We have seen a raft of start-up insurers and MGAs enter the market, with simple, digital, easy-to-use tools and processes that garner a lot of attention. And while most of these players are still small by industry standards, many are quite large by start-up standards, implying some level of success in offering something that appeals to customers.
Why is that? And, perhaps more importantly, can existing players find equal success, or must you be a start-up?
It isn’t the fact that start-ups are start-ups that allows them to build things customers adopt. Instead, it’s their ability to remove the lenses and filters between what they hear from customers and what they build for customers.
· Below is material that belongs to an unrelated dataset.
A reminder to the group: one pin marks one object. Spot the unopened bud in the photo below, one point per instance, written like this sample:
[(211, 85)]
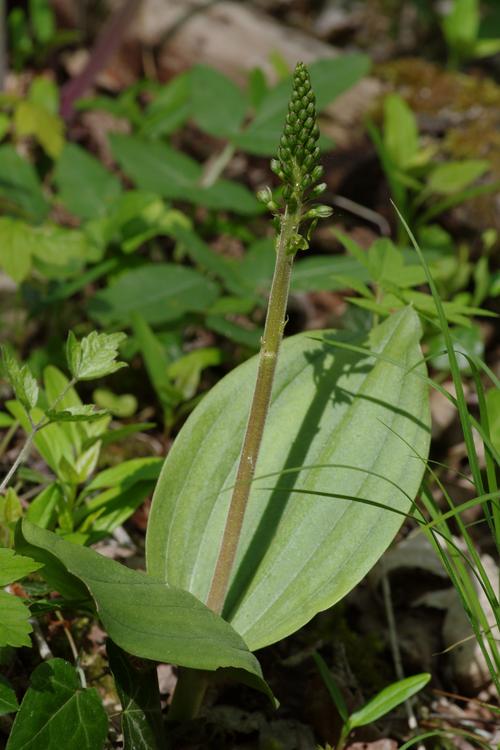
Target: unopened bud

This is a choice anyone can make.
Start-ups gather the right people in the room to work through what customers want, and challenge each other when they move away from that customer desire, or if they come to a wall of seeming-impossibility. Many of those people work directly with customers on the front lines, bringing an “at the coal face” view into the room to ensure the customers’ reality is always present, even when customers themselves aren’t. These start-ups take an engineering approach to problems where every problem can be solved, it just may be hard or take another way of looking at it.
Incumbents Can Do It, Too
This may be easier without legacy systems, policies and procedures, politics, etc., to be sure. But it isn’t impossible to mirror even with those things. The key is to always come back to what the customer actually said they want, and whether what you’re building is still meeting that desire.
Last year, I saw two similar insurers both embark on a new digital strategy, with one involving customers and employees, and the other involving the best and the brightest from across their leadership ranks. Looking at what they’re building and how they’re implementing things, you can see a stark difference in their likelihood of success with their various digital efforts. Much of that difference exists in seemingly-subtle nuances that, if you see what customers said they wanted, you can understand why the two companies aren’t aligned.
You can guess which one of the plans is more likely to resonate with customers.
From the research in my book series, I found time and time again that, when the voice of the customer was only present in a piece of the ideation, design, testing or roll-out process, solutions were much more likely to fall flat. However, when they were brought in throughout the process, solutions were much more likely to be adopted and engaged with.